Growing up, I shared in my mom’s joy of food adventure. Life was a party. My dad brought home the bounty — a steady stream of fresh fruits and vegetables from his second generation wholesale business — and my mom whipped up the most exciting and pleasurable meals imaginable. She enjoyed the challenges of deciphering exotic dishes and of sharing our table with family and friends.
My sister Julia became an expert cook before becoming a teenager, and more than a half century later, I finally took the plunge and became the family’s jittery cook. Even my brother Eric lives in the food world. He took over the family business in his twenties and became a superfood wholesaler in recent years — Earth Circle Organics. You heard of them?
This Spring Potato Salad is dedicated to my mother’s kitchen, where magic occurred and meals hit the spot. Every day is a new day to celebrate life with those you love.
Spring Potato Salad
- 1 lb yellow-fleshed small potatoes, peeled, cut bite-size
- 1 stalk celery, finely chopped
- 2 scallions, thinly sliced
- 1 c watercress leaves
- 1/3 c chopped dill
- 1/2 endive, thinly sliced
- 1 lemon, zested, 1-2 tablespoons lemon juice
- 1 heaping tablespoon grainy mustard
- 1 t olive oil
- sea salt and freshly ground black pepper
- 5 radishes, thinly sliced, as garnish
In a medium-sized pot, place potatoes covered with salted water, bring to a boil, then simmer for about 7 minutes, until tender.

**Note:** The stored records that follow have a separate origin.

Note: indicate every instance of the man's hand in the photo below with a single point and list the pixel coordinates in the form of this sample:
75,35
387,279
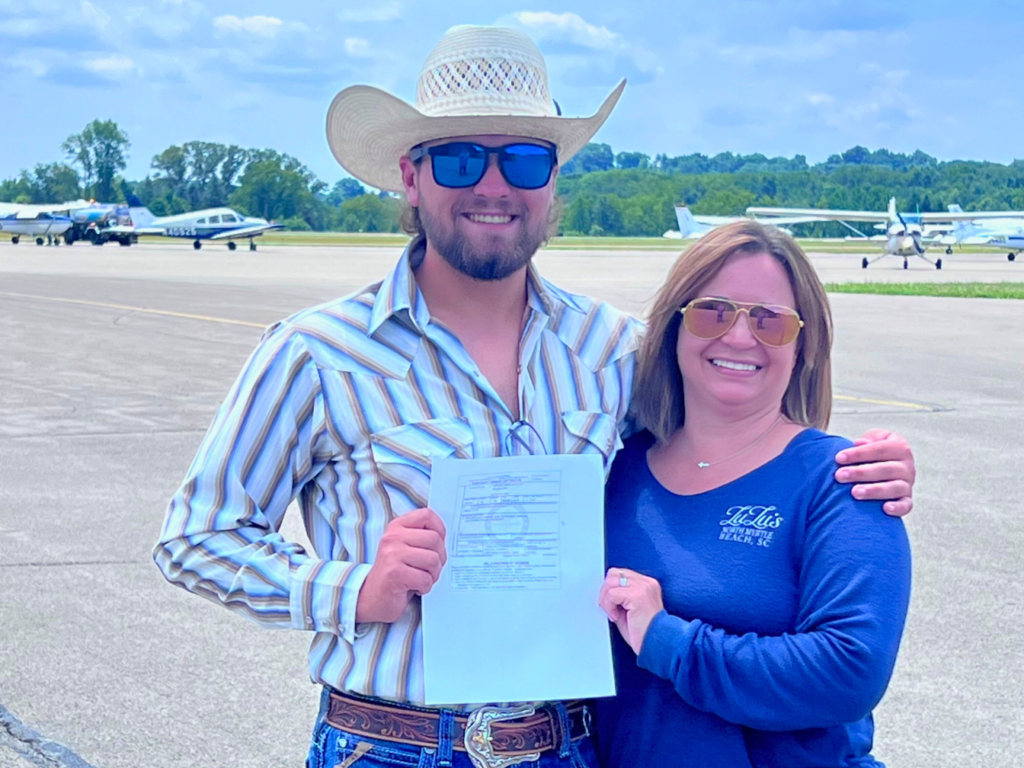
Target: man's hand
409,562
631,607
882,465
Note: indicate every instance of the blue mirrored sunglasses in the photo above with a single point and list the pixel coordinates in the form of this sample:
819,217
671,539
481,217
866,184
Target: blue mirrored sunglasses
461,164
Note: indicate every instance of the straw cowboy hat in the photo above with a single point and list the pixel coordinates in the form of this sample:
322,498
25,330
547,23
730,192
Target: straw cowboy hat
477,81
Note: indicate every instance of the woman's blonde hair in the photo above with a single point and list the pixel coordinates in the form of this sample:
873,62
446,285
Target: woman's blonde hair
657,399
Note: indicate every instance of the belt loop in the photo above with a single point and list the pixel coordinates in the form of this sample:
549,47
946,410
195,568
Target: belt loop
563,732
445,737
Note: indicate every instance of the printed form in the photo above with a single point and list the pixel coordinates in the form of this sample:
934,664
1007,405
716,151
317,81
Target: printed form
514,616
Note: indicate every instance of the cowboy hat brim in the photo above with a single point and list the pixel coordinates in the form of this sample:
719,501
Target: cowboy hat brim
369,130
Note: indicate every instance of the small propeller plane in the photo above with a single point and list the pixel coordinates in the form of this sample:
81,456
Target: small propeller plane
210,223
903,237
997,231
42,225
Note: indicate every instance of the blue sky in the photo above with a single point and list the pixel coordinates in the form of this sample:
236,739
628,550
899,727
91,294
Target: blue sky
813,77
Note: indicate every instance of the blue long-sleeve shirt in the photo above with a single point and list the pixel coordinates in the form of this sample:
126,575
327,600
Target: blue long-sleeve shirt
784,599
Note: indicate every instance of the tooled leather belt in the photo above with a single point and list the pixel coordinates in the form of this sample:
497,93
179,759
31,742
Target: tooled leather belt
511,737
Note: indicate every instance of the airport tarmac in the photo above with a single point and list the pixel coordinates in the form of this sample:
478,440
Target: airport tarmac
113,361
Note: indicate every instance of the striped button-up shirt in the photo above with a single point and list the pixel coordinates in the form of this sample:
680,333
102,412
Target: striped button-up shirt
344,407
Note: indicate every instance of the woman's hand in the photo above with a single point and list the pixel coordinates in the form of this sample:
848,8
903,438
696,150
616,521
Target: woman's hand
882,465
632,606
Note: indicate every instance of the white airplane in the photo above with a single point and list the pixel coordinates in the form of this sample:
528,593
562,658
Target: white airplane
904,236
42,225
983,232
1014,244
210,223
691,226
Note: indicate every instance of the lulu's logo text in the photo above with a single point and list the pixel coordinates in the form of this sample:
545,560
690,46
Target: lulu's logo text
753,516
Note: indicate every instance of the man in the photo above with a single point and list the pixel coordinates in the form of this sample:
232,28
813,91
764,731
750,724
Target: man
462,350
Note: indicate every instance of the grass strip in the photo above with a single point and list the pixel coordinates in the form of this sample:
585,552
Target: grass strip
1005,290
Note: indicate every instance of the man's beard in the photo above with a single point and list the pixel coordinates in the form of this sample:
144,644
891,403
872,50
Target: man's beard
496,259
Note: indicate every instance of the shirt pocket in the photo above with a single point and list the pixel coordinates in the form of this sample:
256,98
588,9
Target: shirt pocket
592,431
404,454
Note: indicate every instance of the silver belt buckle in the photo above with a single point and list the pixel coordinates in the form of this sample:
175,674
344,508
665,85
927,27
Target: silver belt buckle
477,738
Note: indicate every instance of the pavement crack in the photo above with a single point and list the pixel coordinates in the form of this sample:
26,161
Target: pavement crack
71,562
34,747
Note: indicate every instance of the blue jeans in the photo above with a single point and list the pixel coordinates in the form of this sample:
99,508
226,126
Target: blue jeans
331,748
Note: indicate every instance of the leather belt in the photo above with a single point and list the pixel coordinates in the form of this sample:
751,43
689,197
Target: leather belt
504,732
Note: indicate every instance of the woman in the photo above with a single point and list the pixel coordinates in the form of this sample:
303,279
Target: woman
759,605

In a medium-sized bowl, combine celery, scallions, watercress, dill, endive and zest. Drain and dry potatoes, then add, still hot, on top of the greens. Add mustard, oil and lemon juice, then mix well to combine. Season with salt and pepper. Mix again and adjust seasoning to taste. Garnish with radish. Serve warm or cold. Serves 6.
Spring Potato Salad Print Ready Recipe
Final notes:
- Here’s a fabulous book you’re going to wish you wrote, Cooking With Grandmothers by Jessica Theroux.
- Looking for a cooking class that will knock your socks off? Try Appetite for Books.
- Watch the movie Chef for a moving story about a dad and his son bonding while prepping food.
Judy says
I got the cooking bug from both of my parents. Mom cooked from scratch daily and Dad’s gorgeous presentations ” Food as an Art form” inspired me from an early age onward. I prepared my first three course meal for my parents at age 9.
It was from your mom’s kitchen though that we/I saw the exotic foods; star fruit, kiwi, artichokes and experienced how to eat and prepare these gems. To this day preparing and nicely presenting food and table calm and ground me.
Thanks Holly for this blog. I have been following for years.
Much Love
Judy
Jittery Cook says
Wow! Great story! Thanks for sharing Judy. Just when I thought no one was listening. Thanks for letting me know.
Jittery Cook says
And, this September it’ll be 6 years of jittery cook blogging! How time flies–when you’re having fun.
Jovina Coughlin says
Indeed, this looks like a delicious spring salad. Wonderful ingredients.
Jittery Cook says
Thanks Jovina! It’s fresh and refreshingly different from the mayo type.
Cecilia says
Love this recipe
Jittery Cook says
Thanks Cecilia! It’s cool with watercress and endive.
Louise Hebert says
This blog brings back so many memories from my ‘Botner Fruits’ years. I will have to make this recipe!! Thank you for sharing recipes and great memories!!!
Jittery Cook says
Funny how all the memories swirl around food. Thanks for liking Louise.